Should individual manoeuvres be decided on by ministers or the prime minister?
Of course not. They should not get involved in technical issues. But they could have ordered the police to use all possible means to protect the TV headquarters, and if they failed, the police should have been forced to explain what went wrong.
Some on the right believe even the TV siege was a government provocation.
The police made many mistakes on the night of 18 September. For example, when they took back the TV headquarters, they did not ask anybody to identify themselves. This is so ridiculous that they have given ammunition to the people who are convinced the siege was a provocation. I don't think this is the case, but police failing have made the claim seem more plausible.
The government is examining Gonczol's report at this moment. What did you like about her committee's report, and what did you disagree with?

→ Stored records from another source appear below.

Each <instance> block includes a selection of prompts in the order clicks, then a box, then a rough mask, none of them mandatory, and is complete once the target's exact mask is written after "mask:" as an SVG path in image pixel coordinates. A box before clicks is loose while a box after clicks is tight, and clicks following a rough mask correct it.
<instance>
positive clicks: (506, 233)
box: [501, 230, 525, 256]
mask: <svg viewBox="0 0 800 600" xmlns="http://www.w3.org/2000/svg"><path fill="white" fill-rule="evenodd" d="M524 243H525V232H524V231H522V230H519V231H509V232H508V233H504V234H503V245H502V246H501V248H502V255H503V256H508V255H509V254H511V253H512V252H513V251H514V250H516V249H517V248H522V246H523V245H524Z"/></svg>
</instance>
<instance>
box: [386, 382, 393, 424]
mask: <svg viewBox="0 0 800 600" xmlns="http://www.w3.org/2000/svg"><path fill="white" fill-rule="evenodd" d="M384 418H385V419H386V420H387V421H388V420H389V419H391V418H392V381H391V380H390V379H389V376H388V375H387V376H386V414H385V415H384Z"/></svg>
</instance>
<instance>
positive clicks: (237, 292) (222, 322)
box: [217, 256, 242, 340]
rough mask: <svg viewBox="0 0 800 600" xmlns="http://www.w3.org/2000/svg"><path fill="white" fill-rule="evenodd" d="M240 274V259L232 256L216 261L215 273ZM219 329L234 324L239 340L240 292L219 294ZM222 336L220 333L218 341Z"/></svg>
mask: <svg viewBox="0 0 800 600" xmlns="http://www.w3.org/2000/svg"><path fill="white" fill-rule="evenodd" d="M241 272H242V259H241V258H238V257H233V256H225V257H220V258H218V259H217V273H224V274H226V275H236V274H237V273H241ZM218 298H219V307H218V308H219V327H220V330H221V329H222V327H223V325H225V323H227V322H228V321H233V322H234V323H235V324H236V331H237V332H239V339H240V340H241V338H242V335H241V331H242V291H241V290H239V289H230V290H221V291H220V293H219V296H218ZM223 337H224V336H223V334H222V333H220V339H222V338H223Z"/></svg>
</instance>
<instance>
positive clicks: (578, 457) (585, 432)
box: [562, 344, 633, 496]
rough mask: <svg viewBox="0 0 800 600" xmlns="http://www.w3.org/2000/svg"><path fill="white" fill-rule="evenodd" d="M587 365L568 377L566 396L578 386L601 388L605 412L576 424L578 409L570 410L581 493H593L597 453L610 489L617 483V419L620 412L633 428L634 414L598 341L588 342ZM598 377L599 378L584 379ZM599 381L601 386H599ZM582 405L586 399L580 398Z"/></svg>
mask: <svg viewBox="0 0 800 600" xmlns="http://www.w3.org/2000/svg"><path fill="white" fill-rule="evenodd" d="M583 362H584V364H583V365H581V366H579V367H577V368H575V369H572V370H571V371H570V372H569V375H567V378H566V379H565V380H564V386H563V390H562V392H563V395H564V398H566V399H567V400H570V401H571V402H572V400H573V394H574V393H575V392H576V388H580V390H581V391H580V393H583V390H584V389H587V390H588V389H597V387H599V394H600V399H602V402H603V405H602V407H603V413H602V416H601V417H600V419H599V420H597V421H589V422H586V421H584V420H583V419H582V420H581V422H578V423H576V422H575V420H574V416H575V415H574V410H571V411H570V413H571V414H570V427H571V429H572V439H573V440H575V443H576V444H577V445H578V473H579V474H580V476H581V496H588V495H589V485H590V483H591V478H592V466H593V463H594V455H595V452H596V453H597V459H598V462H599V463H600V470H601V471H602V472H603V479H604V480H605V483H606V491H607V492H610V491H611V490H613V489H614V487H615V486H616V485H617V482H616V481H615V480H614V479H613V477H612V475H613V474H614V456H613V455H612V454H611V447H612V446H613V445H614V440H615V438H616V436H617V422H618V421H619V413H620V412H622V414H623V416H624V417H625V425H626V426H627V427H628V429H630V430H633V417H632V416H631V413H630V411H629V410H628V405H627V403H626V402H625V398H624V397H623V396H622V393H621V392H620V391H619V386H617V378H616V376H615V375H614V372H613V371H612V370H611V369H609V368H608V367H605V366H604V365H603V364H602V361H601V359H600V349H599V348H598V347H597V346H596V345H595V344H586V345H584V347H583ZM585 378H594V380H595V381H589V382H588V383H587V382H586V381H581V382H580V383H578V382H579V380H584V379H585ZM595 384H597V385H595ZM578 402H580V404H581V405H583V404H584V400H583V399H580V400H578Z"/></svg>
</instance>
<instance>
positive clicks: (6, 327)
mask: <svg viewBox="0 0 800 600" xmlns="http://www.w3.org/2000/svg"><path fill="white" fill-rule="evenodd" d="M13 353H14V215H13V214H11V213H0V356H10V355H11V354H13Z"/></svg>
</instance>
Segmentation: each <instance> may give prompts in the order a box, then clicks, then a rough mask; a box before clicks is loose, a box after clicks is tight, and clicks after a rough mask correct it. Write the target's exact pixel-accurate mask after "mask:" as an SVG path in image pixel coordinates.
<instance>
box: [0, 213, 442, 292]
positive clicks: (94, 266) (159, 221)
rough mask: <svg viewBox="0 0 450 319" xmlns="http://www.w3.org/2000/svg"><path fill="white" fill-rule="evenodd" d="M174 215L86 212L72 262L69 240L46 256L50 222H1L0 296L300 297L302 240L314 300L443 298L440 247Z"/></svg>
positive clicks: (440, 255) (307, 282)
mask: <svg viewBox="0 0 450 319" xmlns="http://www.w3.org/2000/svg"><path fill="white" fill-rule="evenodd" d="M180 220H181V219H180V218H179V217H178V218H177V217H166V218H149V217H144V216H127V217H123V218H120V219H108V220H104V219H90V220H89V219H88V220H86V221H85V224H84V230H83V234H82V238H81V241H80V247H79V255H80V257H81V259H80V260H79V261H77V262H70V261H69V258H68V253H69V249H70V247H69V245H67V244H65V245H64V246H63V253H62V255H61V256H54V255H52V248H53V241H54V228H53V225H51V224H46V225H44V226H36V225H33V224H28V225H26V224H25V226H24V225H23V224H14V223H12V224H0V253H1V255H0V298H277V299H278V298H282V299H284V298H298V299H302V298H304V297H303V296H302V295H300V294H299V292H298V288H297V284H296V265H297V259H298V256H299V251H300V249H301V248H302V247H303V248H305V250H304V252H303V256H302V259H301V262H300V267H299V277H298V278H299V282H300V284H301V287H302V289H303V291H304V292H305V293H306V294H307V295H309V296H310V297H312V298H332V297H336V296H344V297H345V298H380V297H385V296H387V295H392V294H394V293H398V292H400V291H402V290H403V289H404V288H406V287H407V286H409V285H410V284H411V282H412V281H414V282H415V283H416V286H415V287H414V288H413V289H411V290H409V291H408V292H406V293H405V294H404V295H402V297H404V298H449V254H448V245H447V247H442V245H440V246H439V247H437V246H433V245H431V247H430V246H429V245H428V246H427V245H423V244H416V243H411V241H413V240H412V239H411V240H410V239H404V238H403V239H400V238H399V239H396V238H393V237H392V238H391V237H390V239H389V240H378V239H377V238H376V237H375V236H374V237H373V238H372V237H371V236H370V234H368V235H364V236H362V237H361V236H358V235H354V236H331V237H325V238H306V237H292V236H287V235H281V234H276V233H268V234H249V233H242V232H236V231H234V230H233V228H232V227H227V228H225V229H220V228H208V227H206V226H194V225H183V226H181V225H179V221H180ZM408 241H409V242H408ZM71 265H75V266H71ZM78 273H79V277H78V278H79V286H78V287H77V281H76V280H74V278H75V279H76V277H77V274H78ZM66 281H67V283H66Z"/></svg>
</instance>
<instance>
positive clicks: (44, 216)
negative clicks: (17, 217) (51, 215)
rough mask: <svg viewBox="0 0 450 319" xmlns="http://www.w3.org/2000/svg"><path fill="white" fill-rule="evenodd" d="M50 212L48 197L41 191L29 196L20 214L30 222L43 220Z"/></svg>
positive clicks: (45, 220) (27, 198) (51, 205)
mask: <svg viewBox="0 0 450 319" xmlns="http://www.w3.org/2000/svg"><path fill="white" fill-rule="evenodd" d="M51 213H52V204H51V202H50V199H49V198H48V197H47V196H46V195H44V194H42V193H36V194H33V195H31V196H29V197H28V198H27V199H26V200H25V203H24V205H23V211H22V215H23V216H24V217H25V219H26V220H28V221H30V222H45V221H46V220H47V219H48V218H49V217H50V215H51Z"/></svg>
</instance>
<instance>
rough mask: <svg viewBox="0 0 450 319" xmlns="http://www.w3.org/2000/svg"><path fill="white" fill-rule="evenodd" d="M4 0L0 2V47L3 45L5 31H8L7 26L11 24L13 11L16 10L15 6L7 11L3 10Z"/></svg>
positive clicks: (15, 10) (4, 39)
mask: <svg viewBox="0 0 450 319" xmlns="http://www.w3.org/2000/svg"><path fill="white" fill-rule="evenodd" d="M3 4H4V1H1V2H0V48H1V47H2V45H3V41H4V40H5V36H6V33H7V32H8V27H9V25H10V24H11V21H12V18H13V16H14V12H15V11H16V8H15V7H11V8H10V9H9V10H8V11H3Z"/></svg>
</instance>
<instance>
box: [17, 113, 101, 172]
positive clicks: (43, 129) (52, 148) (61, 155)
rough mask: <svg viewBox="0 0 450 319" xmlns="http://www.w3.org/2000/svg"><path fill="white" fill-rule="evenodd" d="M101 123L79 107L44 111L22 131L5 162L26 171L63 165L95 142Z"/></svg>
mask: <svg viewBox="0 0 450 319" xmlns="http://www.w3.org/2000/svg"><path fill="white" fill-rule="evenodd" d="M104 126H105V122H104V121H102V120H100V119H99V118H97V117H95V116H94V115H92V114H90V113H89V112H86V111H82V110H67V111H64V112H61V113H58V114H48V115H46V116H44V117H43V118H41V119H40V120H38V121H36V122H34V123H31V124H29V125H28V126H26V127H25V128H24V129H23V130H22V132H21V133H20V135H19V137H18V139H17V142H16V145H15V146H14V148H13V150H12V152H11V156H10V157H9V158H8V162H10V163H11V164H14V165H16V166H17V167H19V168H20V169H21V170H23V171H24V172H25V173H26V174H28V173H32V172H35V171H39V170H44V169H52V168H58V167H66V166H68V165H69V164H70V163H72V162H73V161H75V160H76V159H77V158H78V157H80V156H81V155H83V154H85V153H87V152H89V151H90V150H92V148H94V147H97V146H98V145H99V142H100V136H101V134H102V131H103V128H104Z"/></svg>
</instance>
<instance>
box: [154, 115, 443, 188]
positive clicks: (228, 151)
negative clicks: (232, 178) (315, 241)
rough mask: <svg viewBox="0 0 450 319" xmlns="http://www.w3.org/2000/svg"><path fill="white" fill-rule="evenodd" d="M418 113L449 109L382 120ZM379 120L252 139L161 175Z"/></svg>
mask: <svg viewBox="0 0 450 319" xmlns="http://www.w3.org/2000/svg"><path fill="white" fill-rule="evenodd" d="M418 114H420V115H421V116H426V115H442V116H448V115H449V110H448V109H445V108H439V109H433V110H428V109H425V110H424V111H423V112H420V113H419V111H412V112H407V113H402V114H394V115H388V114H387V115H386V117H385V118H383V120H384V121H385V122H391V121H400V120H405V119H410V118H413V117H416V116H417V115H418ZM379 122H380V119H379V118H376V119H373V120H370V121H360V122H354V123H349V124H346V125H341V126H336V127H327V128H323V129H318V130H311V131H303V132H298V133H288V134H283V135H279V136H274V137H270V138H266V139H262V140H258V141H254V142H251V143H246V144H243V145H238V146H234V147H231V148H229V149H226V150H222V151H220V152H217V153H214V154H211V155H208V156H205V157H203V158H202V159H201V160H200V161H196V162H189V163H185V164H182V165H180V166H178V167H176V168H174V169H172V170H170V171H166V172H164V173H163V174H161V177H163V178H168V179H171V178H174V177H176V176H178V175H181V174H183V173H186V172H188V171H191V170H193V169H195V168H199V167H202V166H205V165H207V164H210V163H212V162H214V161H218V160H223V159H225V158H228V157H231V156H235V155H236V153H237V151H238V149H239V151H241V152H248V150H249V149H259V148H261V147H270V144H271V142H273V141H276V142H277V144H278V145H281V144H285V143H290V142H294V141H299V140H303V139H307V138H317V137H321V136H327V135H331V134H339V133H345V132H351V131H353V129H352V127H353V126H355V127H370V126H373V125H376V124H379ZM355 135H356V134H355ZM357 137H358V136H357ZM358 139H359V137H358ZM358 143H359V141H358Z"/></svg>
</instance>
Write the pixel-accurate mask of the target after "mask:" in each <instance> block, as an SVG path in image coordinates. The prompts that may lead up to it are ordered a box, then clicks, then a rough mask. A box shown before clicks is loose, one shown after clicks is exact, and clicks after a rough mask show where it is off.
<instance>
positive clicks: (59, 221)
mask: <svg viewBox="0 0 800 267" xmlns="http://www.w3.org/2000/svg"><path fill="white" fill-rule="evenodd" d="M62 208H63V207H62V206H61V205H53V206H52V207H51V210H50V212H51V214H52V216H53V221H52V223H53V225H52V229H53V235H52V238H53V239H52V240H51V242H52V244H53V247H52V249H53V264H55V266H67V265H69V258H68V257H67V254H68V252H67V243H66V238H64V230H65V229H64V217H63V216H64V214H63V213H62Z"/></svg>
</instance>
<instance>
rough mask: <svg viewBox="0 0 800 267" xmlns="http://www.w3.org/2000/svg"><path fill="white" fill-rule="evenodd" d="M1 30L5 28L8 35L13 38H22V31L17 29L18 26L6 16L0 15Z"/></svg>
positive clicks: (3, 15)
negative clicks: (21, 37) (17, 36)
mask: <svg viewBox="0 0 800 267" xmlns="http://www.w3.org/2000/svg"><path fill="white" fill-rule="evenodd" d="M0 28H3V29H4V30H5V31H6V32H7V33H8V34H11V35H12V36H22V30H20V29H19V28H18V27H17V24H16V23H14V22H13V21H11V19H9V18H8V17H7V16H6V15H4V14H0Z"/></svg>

I liked the objective way in which she examined the police actions. It looks like the internal examination was her main source. But Gonczol also relies on information for the least biased of sources, like the Hungarian Civil Liberties Union and the Hungarian Helsinki Committee. It expresses opinions on the performance of the police and the right to free assembly. But I think it was inappropriate to examine the riots in the context of Hungarian history. The past certainly played a role in creating today's political tensions, but the defeat at Mohacs doesn't explain everything - because otherwise everything you write turns into a polemical newspaper column. I'm also concerned that the report only addresses the serious injuries the police action caused in passing. The loss of an eye or a concussion cannot be dismissed by saying the police acted correctly by dispersing the crowd.